What it mainly proves is that being an Ecma standard has nothing to do with not being patent-infested (as Jo Shields has claimed in tha past) and secondly that even the lead-developer of mono has no idea how to obtain a license and under which terms.

> Maybe the way to cut past all this FUD is to push Mono to display its written agreement
> from Microsoft that it has been granted the licence? If they say its easy to get, ask them to get it.

LOL, they'd better keep that well hidden !

(and by the way the full agreement is secret AFAIK. Only the IP license is public)

>How has that proven that Microsoft won't grant the licence to Mono?

Well, then we should wait until they do, shouldn't we?

>Maybe the way to cut past all this FUD is to push Mono to display its written agreement from Microsoft that it has been granted the licence? If they say its easy to get, ask them to get it.

There is no such agreement. You really think there would even be a discussion if there was?

You still use the meta-packages? lol
And if you want to remove rhythmbox or openoffice? No, I can not, otherwise i remove the ubuntu-desktop package... lol

quite well what a meta-package is.  But it's important to have them when dist-upgrading if you want the full desktop experience. 

Say I remove Ubuntu-desktop because it pulls in F-Spot, I dist-upgrade to Karmic that will switch from Pidgin to Empathy, I will not get Empathy installed because of the missing meta-package.

I think the free software community is making too much a big deal over Microsoft. I have experience dealing with Microsoft on a business level, and I promise you, the company is composed of 90% morons. Yeah they have a ton of money, but they spend it stupidly. I don't think they are as big a threat as people think.

"Secondly, the pro-mono camp dances around the patent issue and keeps doing so"

The guy wrote like 8 paragraphs about the patent issue, that's not dancing around. Stop worrying about patents, and worry about making great software.
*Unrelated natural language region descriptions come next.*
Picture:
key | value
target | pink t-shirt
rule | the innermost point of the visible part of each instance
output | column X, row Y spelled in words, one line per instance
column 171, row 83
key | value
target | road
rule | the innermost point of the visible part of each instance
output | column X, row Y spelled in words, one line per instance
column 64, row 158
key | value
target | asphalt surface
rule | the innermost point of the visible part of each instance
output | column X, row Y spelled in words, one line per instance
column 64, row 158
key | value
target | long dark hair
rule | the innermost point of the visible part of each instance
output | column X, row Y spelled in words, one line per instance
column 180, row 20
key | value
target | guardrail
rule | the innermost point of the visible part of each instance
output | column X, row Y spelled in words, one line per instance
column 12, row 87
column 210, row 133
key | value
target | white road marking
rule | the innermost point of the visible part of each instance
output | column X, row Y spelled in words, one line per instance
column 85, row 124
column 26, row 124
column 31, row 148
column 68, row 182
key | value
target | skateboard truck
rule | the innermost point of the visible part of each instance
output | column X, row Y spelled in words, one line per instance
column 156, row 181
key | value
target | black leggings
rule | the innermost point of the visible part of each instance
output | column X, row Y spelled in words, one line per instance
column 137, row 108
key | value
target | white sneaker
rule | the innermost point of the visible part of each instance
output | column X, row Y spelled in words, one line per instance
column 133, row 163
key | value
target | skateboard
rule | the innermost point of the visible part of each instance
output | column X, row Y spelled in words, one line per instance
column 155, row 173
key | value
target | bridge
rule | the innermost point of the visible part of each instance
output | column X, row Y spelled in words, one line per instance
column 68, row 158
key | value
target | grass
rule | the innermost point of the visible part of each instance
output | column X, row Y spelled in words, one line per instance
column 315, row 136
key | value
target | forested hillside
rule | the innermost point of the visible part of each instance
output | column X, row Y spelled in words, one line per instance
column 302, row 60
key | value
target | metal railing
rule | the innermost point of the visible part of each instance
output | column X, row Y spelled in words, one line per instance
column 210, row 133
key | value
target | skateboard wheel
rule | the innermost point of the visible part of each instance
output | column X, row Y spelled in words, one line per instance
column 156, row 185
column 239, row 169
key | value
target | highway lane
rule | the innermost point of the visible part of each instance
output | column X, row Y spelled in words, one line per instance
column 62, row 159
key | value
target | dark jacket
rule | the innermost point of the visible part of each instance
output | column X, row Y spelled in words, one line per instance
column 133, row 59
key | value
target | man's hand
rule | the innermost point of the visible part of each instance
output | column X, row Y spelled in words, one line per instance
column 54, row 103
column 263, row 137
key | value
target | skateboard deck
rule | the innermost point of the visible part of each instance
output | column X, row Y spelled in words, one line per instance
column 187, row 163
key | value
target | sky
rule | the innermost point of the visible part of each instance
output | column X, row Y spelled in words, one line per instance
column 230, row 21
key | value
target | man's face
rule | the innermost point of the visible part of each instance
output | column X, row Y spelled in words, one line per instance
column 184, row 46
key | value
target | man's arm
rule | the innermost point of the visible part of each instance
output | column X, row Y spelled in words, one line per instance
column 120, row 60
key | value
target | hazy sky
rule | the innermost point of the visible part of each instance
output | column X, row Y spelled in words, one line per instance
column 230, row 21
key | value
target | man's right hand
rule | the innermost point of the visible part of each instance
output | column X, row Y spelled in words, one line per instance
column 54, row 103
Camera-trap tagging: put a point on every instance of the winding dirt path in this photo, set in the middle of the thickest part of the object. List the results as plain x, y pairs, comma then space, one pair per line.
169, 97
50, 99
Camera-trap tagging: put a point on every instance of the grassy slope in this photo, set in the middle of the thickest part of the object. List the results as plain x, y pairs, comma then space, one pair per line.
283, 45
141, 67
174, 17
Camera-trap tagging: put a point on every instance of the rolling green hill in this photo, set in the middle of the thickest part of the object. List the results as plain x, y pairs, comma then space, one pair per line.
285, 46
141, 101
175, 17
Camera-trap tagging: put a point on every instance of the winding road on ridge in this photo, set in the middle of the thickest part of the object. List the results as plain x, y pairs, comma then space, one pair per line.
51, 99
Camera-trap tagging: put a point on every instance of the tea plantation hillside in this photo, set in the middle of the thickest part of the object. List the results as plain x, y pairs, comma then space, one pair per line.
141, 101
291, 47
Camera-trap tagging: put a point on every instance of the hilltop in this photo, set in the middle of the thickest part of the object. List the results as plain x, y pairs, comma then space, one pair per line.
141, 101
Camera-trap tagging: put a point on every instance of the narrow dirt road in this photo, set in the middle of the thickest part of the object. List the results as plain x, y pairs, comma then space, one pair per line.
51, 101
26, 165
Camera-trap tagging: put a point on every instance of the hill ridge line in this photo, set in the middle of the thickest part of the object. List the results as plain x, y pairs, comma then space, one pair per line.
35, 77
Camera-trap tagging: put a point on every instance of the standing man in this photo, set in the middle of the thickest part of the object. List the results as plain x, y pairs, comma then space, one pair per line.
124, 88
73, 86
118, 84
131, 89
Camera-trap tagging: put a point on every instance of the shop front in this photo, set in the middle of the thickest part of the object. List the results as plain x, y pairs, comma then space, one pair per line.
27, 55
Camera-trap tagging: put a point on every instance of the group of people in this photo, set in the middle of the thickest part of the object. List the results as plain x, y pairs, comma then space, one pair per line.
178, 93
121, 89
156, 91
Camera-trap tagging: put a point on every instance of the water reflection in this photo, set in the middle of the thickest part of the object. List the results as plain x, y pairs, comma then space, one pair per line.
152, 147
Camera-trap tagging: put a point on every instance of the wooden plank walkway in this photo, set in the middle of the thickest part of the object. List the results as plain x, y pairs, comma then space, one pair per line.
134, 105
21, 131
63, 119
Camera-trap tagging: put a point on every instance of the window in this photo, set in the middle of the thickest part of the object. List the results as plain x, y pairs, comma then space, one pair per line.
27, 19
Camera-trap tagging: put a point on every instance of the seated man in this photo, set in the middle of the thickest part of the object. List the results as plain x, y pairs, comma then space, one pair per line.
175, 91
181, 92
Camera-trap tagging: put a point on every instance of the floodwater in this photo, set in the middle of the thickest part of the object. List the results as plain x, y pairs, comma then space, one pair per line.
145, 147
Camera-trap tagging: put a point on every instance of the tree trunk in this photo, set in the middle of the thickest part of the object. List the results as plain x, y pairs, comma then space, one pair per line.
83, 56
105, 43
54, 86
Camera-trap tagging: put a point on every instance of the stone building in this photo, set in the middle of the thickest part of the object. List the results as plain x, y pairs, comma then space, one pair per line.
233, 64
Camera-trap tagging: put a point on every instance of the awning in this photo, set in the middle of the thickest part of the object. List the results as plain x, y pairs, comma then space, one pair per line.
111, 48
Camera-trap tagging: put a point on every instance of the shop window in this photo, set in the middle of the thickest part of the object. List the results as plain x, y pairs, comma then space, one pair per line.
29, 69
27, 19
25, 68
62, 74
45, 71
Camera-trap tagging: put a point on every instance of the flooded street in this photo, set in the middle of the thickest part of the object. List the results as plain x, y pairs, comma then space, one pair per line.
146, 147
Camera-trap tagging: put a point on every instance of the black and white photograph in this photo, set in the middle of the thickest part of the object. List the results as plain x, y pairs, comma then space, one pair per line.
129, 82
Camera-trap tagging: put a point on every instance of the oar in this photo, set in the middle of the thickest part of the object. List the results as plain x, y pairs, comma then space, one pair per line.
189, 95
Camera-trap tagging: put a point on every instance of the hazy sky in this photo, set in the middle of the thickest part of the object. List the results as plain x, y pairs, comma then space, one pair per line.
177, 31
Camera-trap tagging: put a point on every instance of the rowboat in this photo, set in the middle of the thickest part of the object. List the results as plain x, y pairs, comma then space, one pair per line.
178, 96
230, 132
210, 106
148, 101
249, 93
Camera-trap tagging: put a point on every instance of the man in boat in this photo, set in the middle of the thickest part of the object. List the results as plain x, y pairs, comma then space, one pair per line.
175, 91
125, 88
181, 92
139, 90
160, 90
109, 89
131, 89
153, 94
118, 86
If you make software awesome enough that people are willing to sue you for it, you're in a much better boat than if you spent all your time arguing about legal issues and forgot about what's important.

MS already succesfully extorted money from TomTom for using vanilaa-kernel features (FAT), so clearly patents are a threat.

The ultimate solution is to either fix or remove this broken system, but until we do, we will have to live with and work around this threat.  Ignoring it will not make it go away, building a dependency on mono will only make an attack on it more likely as the damage that attack can do increases.

I will never use mono again...

If its good 'nuff for Shuttleworth, who IS, by the way the SBADFL for Ubuntu, the tis' good 'nuff fer me.
The rest is whinging and whining.

I haven't seen any news of US folks getting sued or prosecuted lately for libdvdcss either. lmao.

The anti-mono crowd gets the award for whining the bestest though. sigh.

Now if RMS would speak out and declare mono safe, I would listen.

It's not that I distrust Shuttleworth, I think his motives are honourable as Ubuntu did refuse to sign a Novell-like agreement with Novell.  But I think he is wrong, and apparently, so do the Fedora project that is planning to remove Mono in FC12 and RedHat that has never included Mono.

So it seems not that clear-cut to me.